2. Le Rwanda-Urundi, intégré comme septième province du Congo à compter de 1925, était administré en vertu d’un mandat de la Société des Nations puis des Nations unies et ne constituaient pas une colonie en tant que telle.
3. Alexis Peclers a fait l’objet d’un dossier dans le n°33 du collectionneur de bandes dessinées, par Dany Evrard et Michel Roland.
4. Il sera notamment l’auteur d’un Tif et Tondu au Congo belge (1939) toujours disponible de nos jours aux éditions Taupinembour, ainsi que des Souvenirs d’Afrique exécuté de façon réaliste.
5. Cf. Patrick Gaumer, Duchâteau, gentleman conteur, Dargaud, 2005.
6. La période congolaise de Pierre Defoux a été de deux fois deux ans : de 1949 à 1951, il a été professeur de 6e latine au collège Albert Ier de Léopoldville ; puis de 1956 à 1958, il a été préfet des préparatoires dans le même collège. Il n’y a jamais enseigné le dessin.
7. Mais Hergé est loin d’avoir été le seul, on peut se référer à Images noires de Frédrik Strömberg, paru chez PLG en 2010, qui étudie magistralement comment l’africain était perçu dans bien des séries BD occidentale.
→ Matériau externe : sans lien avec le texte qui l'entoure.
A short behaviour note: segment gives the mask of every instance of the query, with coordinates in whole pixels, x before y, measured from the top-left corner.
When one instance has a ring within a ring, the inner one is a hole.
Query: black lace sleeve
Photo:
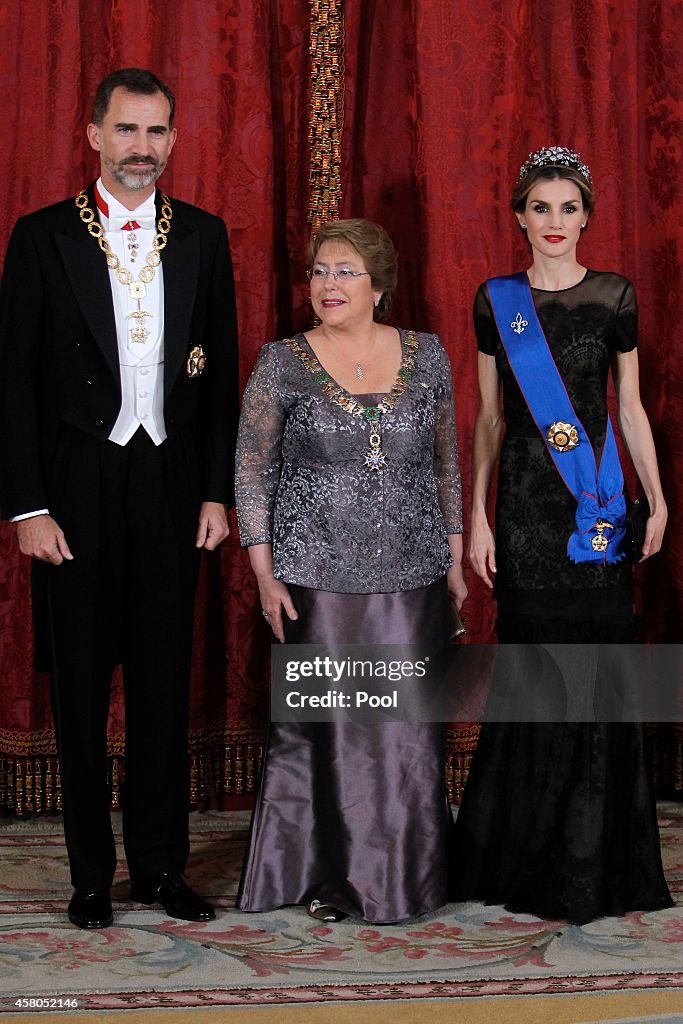
[[[500,338],[485,284],[479,285],[474,297],[474,333],[479,351],[487,356],[495,356]]]
[[[614,325],[615,352],[632,352],[638,344],[638,308],[636,293],[630,281],[624,278],[624,290],[617,307]]]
8. Numa Sadoul, Tintin et moi, entretiens avec Hergé, Flammarion, 2000.
9. Éditorial : Tintin revient au Congo, Zaïre, 29 décembre 1969, p. 3.
10. Alors que les autorités coloniales avaient interdit la diffusion de l’album dans les années 50 afin de ne pas heurter les sensibilités…. Il est vrai que Le Petit Vingtième a également circulé dans la colonie.
11. On peut lire sur les débuts du cinéma au Congo une interview du père Van Den Heuvel par Pierre Haffner dans Afriques 50, Paris, 2005, L’Harmattan.
12. La BD au cœur des enjeux : pôles, genres et styles in Congo strip, 2009.
13. L’influence de Tintin est cependant très visible dans l’autre grande série de Mongo Sisé, celle de Bingo.